Would a [#must_use] applied T mean that any enum variant in the returned enum that encapsulates a T must be matched against? I’m having difficulty tracking this through. Probably need to go to bed.

scottmcm · 2018-07-05T06:08:35.890Z

A related issue I just opened today:

github.com/rust-lang/rust

Issue: It would be nice if JoinHandle<T> were must-use for T != ()

opened by scottmcm on 2018-07-04

One IRC today, someone had code not working because they were doing
thread::spawn(|| mylib::my_function);
Which of course returns the function rather than running...

I’m a bit afraid of trying to expand things with must_use without a better model of what it’s supposed to actually do. For example, today

    4.clone(); // Warns
    (4.clone(),); // No warning

As to the specific solution proposal, I’m unsure what things are supposed to be affected by it. For example, does it make .ok() give you an Option<#[must_use] T>?

birkenfeld · 2018-07-05T06:49:54.329Z

Surely at some point it becomes only the caller’s choice if a return value is used or not? I understand special-casing Result, to encourage error handling, but this goes a lot further in the direction of “pure functions” and the associated minefield…

josh · 2018-07-05T07:18:45.205Z

Right now, #[must_use] on a function can be suppressed by writing something like let _ = func(). You could suppress this with any number of patterns, too.

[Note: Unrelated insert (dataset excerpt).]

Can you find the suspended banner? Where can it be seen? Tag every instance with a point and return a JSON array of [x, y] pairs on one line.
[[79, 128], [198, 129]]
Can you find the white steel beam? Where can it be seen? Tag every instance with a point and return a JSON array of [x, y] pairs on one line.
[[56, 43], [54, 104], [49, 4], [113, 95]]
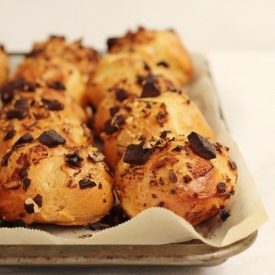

This isn’t intended to flag explicitly ignoring a return value, it’s intended to flag accidentally ignoring a return value.

And I’d only expect to see this attribute used on functions where it makes no sense to ignore the result. For instance, if you have a “modify and return modified copy” function, that doesn’t modify in place, then it makes no sense to ignore the result; you might as well not call the function at all.

Ixrec · 2018-07-05T08:08:51.721Z

Do we have any way of excluding Result<(), Error> from this?

josh · 2018-07-05T08:28:21.328Z

This is for annotating a specific function’s return value. If you have a function returning Result<(), Error>, don’t annotate the () with #[must_use].

If you’re concerned about a generic function being run with a type parameter of (), note that #[must_use] already handles that case as you might expect: a function returning () (including via generic parameter) will always consider the () “used” even if you don’t do anything with it, and you’ll never get an unused_must_use lint about it.

Riateche · 2018-07-17T11:27:04.869Z

Looks like there are only a few cases where must_use on a generic type parameter would make sense. For example, what fn f() -> Vec<#[must_use] T> would mean?

If your primary concern is the f()?; case, it makes sense to only handle functions that return types that implement Carrier. I think it should be possible to make it work like this:

#[must_use_ok]
fn f() -> Result<T, E> { ... }

Then the compiler will issue a warning to both f(); and f()?;. It doesn’t have to care what the exact structure of the return type is. If f()'s return type does not implement Carrier, adding #[must_use_ok] to it will result in an error. (The must_use_ok name is not great, though.)

There is also the f().unwrap(); case that isn’t backed by a trait. While it’s possible to add special handling for Result and Option here, it’s hard to imagine a way to handle this for any custom type. Imagine a type like this:

enum MyResult<T> {
    Ok(T),
    Err,
}
struct MyAccessWrapper<T>(T);
impl<T> MyResult<T> {
    fn my_unwrap(self) -> MyAccessWrapper<T> {
        match self {
            MyResult::Ok(v) => MyAccessWrapper(v),
            MyResult::Err => panic!("err")
        }
    }
}

Even if you declare your function to return MyResult<#[must_use] T>, the compiler doesn’t have a way to handle the f().my_unwrap(); case. The name of the unwrap function isn’t unwrap and its return type is not T, so it’s not clear in general that the return value of my_unwrap() must be used in this case.

josh · 2018-07-17T19:10:00.000Z

This seems plausible to me. It doesn’t special-case Result specifically, and it should work for any implementation of Try (or whatever we end up calling it when stabilized).

system · 2019-03-25T08:30:28.752Z

This topic was automatically closed 90 days after the last reply. New replies are no longer allowed.